Hazelcast Jet aims to DAG-propel IoT data flow

Open source in-memory data grid (IMDG) company Hazelcast is increasingly aligning its ‘application-embeddable’ technologies to IoT use cases.

Apache Spark rival Hazelcast recently hit the 0.5 version release for Jet, its application-embeddable distributed computing platform for fast processing of big data sets.

This release features the company’s Pipeline API [application programming interface] for creating data connections for both batch and stream processing.

IoT application architectures

So what makes this technology a good fit for the IoT? For a start, Jet is delivered as a single library with no dependencies.
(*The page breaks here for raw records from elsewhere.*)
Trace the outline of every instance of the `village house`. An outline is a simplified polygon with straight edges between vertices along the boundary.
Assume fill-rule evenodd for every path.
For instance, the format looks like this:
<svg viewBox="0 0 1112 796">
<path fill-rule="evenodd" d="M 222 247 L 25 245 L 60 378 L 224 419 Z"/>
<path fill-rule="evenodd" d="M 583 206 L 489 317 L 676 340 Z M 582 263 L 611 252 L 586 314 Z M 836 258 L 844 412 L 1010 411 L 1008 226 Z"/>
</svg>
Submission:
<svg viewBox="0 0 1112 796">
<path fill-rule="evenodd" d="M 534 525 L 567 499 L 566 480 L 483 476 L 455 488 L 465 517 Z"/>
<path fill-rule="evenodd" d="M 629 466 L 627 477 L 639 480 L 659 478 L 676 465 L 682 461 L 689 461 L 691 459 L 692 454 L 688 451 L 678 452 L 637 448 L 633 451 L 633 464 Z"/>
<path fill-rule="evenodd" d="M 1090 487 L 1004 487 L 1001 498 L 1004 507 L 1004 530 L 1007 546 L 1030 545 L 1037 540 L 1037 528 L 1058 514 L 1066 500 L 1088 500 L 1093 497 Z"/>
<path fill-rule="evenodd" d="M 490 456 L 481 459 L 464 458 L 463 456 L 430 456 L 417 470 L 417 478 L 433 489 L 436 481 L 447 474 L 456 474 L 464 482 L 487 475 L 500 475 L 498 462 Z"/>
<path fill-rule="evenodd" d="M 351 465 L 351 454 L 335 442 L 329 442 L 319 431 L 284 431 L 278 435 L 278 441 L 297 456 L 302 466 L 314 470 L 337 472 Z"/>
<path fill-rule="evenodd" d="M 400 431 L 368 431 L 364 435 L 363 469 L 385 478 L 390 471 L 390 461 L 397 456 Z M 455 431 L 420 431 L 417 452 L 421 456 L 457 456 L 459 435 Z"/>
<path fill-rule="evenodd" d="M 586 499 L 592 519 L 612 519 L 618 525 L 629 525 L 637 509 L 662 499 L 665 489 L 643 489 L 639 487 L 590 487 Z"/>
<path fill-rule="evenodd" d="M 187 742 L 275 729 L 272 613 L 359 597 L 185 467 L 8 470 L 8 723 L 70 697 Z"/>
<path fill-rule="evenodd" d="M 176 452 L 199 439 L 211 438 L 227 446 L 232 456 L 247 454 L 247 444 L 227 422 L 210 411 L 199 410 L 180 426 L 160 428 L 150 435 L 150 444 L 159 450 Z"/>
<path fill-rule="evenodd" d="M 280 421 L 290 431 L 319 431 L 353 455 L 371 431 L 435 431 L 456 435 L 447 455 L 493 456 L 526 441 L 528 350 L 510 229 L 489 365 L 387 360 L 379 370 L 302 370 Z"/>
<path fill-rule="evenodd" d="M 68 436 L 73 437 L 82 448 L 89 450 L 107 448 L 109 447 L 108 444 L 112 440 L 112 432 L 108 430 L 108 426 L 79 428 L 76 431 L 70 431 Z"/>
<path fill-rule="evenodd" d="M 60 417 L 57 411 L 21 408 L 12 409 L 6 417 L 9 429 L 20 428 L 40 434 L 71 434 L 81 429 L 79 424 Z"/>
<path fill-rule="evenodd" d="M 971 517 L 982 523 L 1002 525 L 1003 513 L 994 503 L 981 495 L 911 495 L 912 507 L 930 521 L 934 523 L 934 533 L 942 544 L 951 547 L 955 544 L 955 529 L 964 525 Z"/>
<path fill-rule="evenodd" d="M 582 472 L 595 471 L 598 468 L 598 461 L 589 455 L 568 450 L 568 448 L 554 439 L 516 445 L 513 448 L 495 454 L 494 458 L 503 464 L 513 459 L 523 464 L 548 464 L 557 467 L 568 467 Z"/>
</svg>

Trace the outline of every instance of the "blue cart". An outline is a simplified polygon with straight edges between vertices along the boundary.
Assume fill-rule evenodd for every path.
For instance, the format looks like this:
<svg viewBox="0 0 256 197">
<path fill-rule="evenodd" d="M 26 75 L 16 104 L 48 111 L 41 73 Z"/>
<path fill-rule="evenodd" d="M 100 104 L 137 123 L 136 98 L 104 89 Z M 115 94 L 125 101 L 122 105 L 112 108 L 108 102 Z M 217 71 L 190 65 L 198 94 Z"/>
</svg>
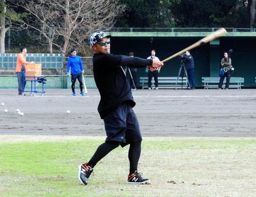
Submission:
<svg viewBox="0 0 256 197">
<path fill-rule="evenodd" d="M 45 77 L 43 77 L 43 79 L 42 79 L 42 77 L 38 77 L 36 76 L 27 76 L 25 74 L 25 73 L 23 72 L 22 73 L 23 76 L 23 93 L 30 93 L 30 95 L 35 95 L 34 94 L 32 93 L 41 93 L 41 95 L 43 95 L 46 91 L 44 90 L 44 85 L 46 83 L 46 79 Z M 27 77 L 30 77 L 30 79 L 27 79 Z M 30 90 L 26 90 L 25 86 L 27 81 L 30 81 L 31 83 L 31 86 L 30 87 Z M 36 90 L 36 82 L 42 83 L 42 90 L 38 91 Z"/>
</svg>

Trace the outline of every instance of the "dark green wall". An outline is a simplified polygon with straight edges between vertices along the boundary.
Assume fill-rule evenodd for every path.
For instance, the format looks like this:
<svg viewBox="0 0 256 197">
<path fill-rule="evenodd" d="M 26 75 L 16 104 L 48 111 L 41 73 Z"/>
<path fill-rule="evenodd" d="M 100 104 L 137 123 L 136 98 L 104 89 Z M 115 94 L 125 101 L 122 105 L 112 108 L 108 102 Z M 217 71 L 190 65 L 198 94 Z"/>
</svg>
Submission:
<svg viewBox="0 0 256 197">
<path fill-rule="evenodd" d="M 245 86 L 255 87 L 256 38 L 253 37 L 224 37 L 221 39 L 220 56 L 223 52 L 232 49 L 232 65 L 235 68 L 232 76 L 245 78 Z"/>
<path fill-rule="evenodd" d="M 154 37 L 152 48 L 160 60 L 169 57 L 201 39 L 201 37 Z M 146 58 L 150 55 L 150 37 L 115 37 L 111 39 L 111 53 L 128 55 L 133 51 L 135 56 Z M 234 77 L 245 78 L 245 87 L 255 87 L 254 78 L 256 54 L 256 39 L 254 37 L 224 37 L 218 43 L 208 43 L 191 51 L 195 62 L 195 79 L 197 87 L 202 87 L 201 77 L 218 76 L 220 60 L 223 52 L 233 50 L 232 62 L 235 68 Z M 210 61 L 211 66 L 210 67 Z M 212 65 L 214 64 L 214 65 Z M 215 64 L 217 64 L 215 65 Z M 160 77 L 176 77 L 180 65 L 179 58 L 167 62 L 159 73 Z M 144 69 L 138 69 L 139 77 L 146 77 Z M 139 84 L 139 83 L 138 83 Z"/>
</svg>

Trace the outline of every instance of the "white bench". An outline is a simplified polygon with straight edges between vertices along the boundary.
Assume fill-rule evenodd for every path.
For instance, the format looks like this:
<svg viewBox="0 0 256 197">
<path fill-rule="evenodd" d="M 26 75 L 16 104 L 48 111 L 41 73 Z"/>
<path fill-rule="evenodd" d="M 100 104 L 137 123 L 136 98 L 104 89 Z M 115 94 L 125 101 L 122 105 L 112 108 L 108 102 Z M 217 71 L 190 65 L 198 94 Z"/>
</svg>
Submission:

Hazelcast executives claim that this means it suffers from fewer system incompatibilities when deployed across architectures where threading, parallelism and concurrency concerns could hamper other code sets.
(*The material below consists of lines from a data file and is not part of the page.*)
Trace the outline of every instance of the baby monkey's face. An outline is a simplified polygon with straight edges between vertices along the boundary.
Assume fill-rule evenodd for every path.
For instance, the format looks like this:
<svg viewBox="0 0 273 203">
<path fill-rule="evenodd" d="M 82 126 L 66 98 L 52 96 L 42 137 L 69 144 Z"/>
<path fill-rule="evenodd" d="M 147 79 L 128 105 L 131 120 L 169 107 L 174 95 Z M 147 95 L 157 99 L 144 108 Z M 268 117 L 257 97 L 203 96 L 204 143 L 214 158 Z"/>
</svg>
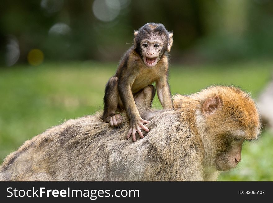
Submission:
<svg viewBox="0 0 273 203">
<path fill-rule="evenodd" d="M 140 46 L 142 59 L 145 65 L 148 67 L 155 66 L 159 60 L 163 48 L 161 42 L 145 39 L 141 41 Z"/>
</svg>

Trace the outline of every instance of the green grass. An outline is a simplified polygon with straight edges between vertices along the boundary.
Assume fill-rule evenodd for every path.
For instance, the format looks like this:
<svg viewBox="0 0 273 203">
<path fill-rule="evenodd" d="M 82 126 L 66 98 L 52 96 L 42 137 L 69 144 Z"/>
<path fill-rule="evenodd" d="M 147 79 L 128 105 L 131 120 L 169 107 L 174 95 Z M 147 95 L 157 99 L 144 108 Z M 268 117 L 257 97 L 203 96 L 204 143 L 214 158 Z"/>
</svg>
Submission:
<svg viewBox="0 0 273 203">
<path fill-rule="evenodd" d="M 233 84 L 257 98 L 273 63 L 172 65 L 172 93 L 190 94 L 213 84 Z M 65 119 L 92 114 L 102 107 L 105 85 L 116 64 L 88 62 L 17 66 L 0 69 L 0 163 L 26 140 Z M 154 106 L 161 108 L 156 98 Z M 221 180 L 273 180 L 273 137 L 263 133 L 246 143 L 242 161 Z"/>
</svg>

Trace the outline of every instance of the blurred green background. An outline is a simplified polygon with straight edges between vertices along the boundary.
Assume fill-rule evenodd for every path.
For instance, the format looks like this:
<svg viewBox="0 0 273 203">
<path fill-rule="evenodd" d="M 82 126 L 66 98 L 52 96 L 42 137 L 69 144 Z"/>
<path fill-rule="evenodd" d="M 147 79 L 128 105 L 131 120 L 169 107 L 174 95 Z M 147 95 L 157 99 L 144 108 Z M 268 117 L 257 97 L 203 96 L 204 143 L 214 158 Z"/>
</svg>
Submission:
<svg viewBox="0 0 273 203">
<path fill-rule="evenodd" d="M 101 109 L 105 84 L 146 23 L 173 32 L 173 94 L 233 84 L 257 99 L 273 70 L 273 1 L 7 0 L 0 16 L 0 163 L 51 126 Z M 273 181 L 272 136 L 265 128 L 246 143 L 241 163 L 218 180 Z"/>
</svg>

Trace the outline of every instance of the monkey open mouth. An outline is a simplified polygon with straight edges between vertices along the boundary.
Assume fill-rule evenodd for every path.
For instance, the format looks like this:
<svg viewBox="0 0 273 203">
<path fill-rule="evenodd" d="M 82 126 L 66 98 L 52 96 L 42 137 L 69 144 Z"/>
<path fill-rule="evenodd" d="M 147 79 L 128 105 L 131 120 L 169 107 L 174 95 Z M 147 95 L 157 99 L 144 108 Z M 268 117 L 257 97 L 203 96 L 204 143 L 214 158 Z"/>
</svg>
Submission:
<svg viewBox="0 0 273 203">
<path fill-rule="evenodd" d="M 145 57 L 144 61 L 147 66 L 152 67 L 157 63 L 157 58 L 148 58 Z"/>
</svg>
This, in turn, means that it can (arguably) be suited to deployments in embedded systems where multiple systems connectivity does not exist. As a result, standalone IoT use cases come to the fore.

Hazelcast suggests that typical application use cases include online trades (where, presumably, an entire transaction execution has to happen inside a defined contained space of logic), sensor updates in IoT architectures, real-time fraud detection and system log events among others.
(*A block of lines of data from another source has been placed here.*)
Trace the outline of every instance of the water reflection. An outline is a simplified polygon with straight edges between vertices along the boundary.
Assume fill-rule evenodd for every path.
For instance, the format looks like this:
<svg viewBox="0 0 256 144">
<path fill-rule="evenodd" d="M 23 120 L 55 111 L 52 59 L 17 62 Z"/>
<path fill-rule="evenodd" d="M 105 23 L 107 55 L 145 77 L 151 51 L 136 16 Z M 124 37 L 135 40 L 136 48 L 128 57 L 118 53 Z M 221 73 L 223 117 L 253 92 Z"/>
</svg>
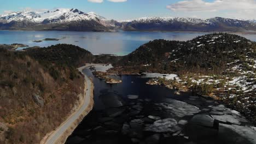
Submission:
<svg viewBox="0 0 256 144">
<path fill-rule="evenodd" d="M 94 54 L 109 53 L 125 55 L 140 45 L 154 39 L 164 39 L 186 41 L 206 33 L 123 32 L 89 32 L 60 31 L 0 31 L 0 44 L 20 43 L 30 46 L 48 46 L 57 44 L 79 46 Z M 255 41 L 255 35 L 240 34 Z M 59 41 L 33 41 L 45 38 L 56 38 Z"/>
</svg>

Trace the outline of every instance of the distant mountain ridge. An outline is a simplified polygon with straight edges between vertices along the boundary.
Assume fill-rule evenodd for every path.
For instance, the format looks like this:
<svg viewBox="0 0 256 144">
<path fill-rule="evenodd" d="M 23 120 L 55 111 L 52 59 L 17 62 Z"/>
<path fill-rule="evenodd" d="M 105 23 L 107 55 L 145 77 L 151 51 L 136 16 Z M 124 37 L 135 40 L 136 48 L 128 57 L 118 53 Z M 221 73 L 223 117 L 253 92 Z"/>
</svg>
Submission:
<svg viewBox="0 0 256 144">
<path fill-rule="evenodd" d="M 11 12 L 0 15 L 0 29 L 75 31 L 256 31 L 255 21 L 216 17 L 208 19 L 145 17 L 118 21 L 77 9 L 56 9 L 39 13 Z"/>
</svg>

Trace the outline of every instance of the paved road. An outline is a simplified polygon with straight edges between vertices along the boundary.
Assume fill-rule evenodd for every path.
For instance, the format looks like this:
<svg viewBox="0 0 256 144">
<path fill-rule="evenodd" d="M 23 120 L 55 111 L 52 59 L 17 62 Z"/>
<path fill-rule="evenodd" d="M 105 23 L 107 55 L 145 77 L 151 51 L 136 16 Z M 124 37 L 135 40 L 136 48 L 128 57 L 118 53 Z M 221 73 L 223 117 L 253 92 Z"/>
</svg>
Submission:
<svg viewBox="0 0 256 144">
<path fill-rule="evenodd" d="M 78 68 L 78 70 L 82 73 L 83 69 L 86 67 L 90 67 L 90 65 Z M 73 113 L 71 117 L 69 117 L 66 122 L 62 124 L 62 125 L 59 127 L 47 139 L 45 142 L 46 144 L 53 144 L 55 143 L 56 141 L 62 135 L 62 134 L 66 131 L 66 130 L 71 125 L 76 119 L 77 119 L 80 115 L 81 115 L 84 111 L 85 111 L 90 104 L 90 99 L 91 97 L 91 94 L 92 93 L 91 91 L 91 87 L 92 83 L 90 79 L 85 74 L 84 74 L 85 80 L 86 82 L 86 91 L 85 97 L 84 98 L 84 101 L 83 105 L 80 109 L 76 111 L 75 113 Z"/>
</svg>

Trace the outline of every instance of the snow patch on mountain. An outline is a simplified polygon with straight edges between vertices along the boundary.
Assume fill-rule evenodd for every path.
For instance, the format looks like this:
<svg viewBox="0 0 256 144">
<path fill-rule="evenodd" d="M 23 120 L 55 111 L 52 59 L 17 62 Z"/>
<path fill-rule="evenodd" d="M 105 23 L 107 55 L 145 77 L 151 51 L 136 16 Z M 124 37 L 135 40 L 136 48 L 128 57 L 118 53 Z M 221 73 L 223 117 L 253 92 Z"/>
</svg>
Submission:
<svg viewBox="0 0 256 144">
<path fill-rule="evenodd" d="M 77 9 L 56 9 L 45 12 L 18 11 L 0 15 L 0 20 L 11 21 L 30 21 L 36 23 L 65 22 L 83 20 L 104 21 L 105 17 L 95 13 L 85 13 Z"/>
</svg>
The Pipeline API is the primary programming interface of Hazelcast Jet for batch and stream processing, so one imagines that this should make it more appealing to a wider Java audience. Indeed, the Java 8 Stream API is also available in Hazelcast Jet 0.5, a well-known and popular API in the Java community which supports functional-style operations on streams of elements.

DAGs, not the Aussie kind

Overall, this is a big update to the Hazelcast Jet low-level core API, which uses directed acyclic graphs (DAG) to model data flow – allowing detailed DAG assembly of processing jobs.

As explained here, DAGs are used to model probabilities, connectivity and causality, so that a ‘graph’ in this sense means a structure made from nodes and edges – so kind of like a graph database.

“Since its first release, Jet has put the ‘fast’ in Fast Big Data with performance up to 15 times faster than Spark and Flink,” said Hazelcast CEO Greg Luck. “In this release we have been working on bringing Hazelcast’s programming simplicity to Jet, which we think we have now achieved with the Pipeline API. Programmers, start your Jet engines.”

Also new is fault tolerance using distributed in-memory snapshots – in Hazelcast Jet 0.5, snapshots are distributed across the cluster and held in multiple replicas to provide redundancy.

Jet is now able to tolerate multiple faults such as node failure, network partition or job execution failure. Snapshots are periodically created and backed up. If there is a node failure Jet uses the latest state snapshot and automatically restarts all jobs that contain the failed node as a job participant.

Not so daggy on DAGs after all then? Well, Hazelcast Jet accumulates records into micro-batches for processing ‘as soon as they come in’, if you will… and the software itself is built on top of a one-record-per-time architecture (sometimes we call this ‘continuous operators’).

To be honest, you had me at continuous micro-batch processing parallel-execution model (remember our lack of dependencies?), yeah? The IoT data flow rate is getting faster, some of this stuff is going to matter.